I noticed that looping on a BitSet resulted in a significant slowdown (~10X) compared to the equivalent loop on Int64. This is resulting in undesirable performance tradeoff as intersect on the BitSets is significantly faster than on Int. I’m wondering if there wouldn’t be a strategy to get best of both world.

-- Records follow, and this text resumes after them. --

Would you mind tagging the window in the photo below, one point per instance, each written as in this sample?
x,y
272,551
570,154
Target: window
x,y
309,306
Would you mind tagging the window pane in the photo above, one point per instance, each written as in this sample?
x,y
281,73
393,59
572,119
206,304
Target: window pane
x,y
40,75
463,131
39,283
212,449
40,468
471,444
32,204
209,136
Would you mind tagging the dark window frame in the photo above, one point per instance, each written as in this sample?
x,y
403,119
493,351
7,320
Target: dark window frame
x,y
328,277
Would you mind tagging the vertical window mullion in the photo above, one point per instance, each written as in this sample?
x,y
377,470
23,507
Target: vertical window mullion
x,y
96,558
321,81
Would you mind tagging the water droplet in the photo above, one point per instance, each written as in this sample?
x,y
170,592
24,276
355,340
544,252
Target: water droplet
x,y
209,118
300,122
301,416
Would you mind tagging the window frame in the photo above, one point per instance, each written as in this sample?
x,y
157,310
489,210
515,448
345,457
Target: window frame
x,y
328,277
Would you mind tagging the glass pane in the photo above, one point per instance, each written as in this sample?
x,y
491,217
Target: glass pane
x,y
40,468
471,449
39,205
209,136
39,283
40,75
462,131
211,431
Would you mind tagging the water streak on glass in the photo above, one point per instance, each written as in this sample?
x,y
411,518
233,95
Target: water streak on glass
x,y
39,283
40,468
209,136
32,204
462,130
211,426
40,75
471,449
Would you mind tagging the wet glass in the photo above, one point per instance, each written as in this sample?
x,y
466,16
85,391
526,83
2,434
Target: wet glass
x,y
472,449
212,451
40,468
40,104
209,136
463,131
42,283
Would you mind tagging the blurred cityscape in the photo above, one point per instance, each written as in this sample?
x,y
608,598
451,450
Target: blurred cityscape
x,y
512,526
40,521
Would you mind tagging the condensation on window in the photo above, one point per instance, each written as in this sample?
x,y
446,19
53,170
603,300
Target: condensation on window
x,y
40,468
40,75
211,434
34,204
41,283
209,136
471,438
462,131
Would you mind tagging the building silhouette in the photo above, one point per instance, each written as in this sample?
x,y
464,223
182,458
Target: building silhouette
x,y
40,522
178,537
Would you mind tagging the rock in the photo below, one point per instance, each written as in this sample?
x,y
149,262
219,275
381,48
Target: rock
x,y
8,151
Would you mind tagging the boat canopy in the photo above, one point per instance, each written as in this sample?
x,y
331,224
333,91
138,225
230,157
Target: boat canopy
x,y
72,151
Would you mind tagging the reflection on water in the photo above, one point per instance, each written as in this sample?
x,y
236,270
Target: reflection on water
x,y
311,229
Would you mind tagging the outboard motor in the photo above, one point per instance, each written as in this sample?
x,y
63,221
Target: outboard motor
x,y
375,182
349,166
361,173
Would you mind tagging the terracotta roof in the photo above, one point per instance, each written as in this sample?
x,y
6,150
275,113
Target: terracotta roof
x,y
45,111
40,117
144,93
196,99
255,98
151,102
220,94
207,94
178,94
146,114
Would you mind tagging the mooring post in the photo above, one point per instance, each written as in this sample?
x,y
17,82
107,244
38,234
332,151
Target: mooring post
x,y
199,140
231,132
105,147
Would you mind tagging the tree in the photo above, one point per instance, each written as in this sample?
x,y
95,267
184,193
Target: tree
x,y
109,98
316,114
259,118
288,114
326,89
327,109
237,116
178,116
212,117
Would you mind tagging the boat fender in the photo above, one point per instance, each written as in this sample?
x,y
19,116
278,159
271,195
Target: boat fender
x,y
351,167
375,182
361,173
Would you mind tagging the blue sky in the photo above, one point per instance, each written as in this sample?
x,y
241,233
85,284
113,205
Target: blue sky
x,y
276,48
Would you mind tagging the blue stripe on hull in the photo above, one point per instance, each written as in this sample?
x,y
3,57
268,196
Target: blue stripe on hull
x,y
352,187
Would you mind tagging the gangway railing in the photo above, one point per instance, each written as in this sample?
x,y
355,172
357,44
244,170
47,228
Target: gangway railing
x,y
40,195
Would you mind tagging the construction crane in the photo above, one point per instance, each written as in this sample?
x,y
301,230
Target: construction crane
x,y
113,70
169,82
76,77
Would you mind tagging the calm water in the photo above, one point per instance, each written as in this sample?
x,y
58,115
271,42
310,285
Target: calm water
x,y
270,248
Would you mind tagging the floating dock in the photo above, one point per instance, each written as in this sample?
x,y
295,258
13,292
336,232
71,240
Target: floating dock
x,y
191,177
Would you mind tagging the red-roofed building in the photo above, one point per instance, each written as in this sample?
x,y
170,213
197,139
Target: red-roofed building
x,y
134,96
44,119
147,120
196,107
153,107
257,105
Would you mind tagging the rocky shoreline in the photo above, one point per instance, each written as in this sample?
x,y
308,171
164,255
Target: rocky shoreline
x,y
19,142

To put in context, the usage is for building histograms for usage in a tree algorithm. The loop goes over row indices and a value is stored in a corresponding bin in the histogram. This is where row indices as BitSet performs not good:

Data setup:

```
using BenchmarkTools
using StatsBase: sample
nrows = 80_000
ncols = 100
nbins = 32
id1_int = sample(1:nrows, nrows, replace=false, ordered=true)
id2_int = sample(1:nrows, Int(nrows/2), replace=false, ordered=false)
id1_bit = BitSet(sample(1:nrows, nrows, replace=false, ordered=true));
id2_bit = BitSet(sample(1:nrows, Int(nrows/2), replace=false, ordered=false));
hist = zeros(32)
x_bin = sample(UInt8.(1:nbins), nrows, replace=true, ordered=false)
value = rand(nrows)
```

The histogram loop:

```
function hist_sum(x::Vector{S}, hist::Vector{T}, set::I, value::Vector{T}) where {S,T,I}
hist .*= 0
for i in set
hist[x[i]] += value[i]
end
return
end
@btime hist_sum($x_bin, $hist, $id1_int, $value)
@btime hist_sum($x_bin, $hist, $id1_bit, $value)
76.900 μs (0 allocations: 0 bytes)
445.399 μs (0 allocations: 0 bytes)
```

But issue is that the intersect of two ensembles (used to split the indices into the two child nodes) resulted in opposite performance:

```
function inter(x1, x2)
res = intersect(x1, x2)
return res
end
@btime inter($id1_int, $id2_int)
@btime inter($id1_bit, $id2_bit)
8.987 ms (36 allocations: 2.69 MiB)
910.000 ns (4 allocations: 10.03 KiB)
```

Any hint as to how to get performance on both the iteration and the intersect? Converting the BitSet to Int for the loop does improve performance, but also results in allocations that impairs the perormance.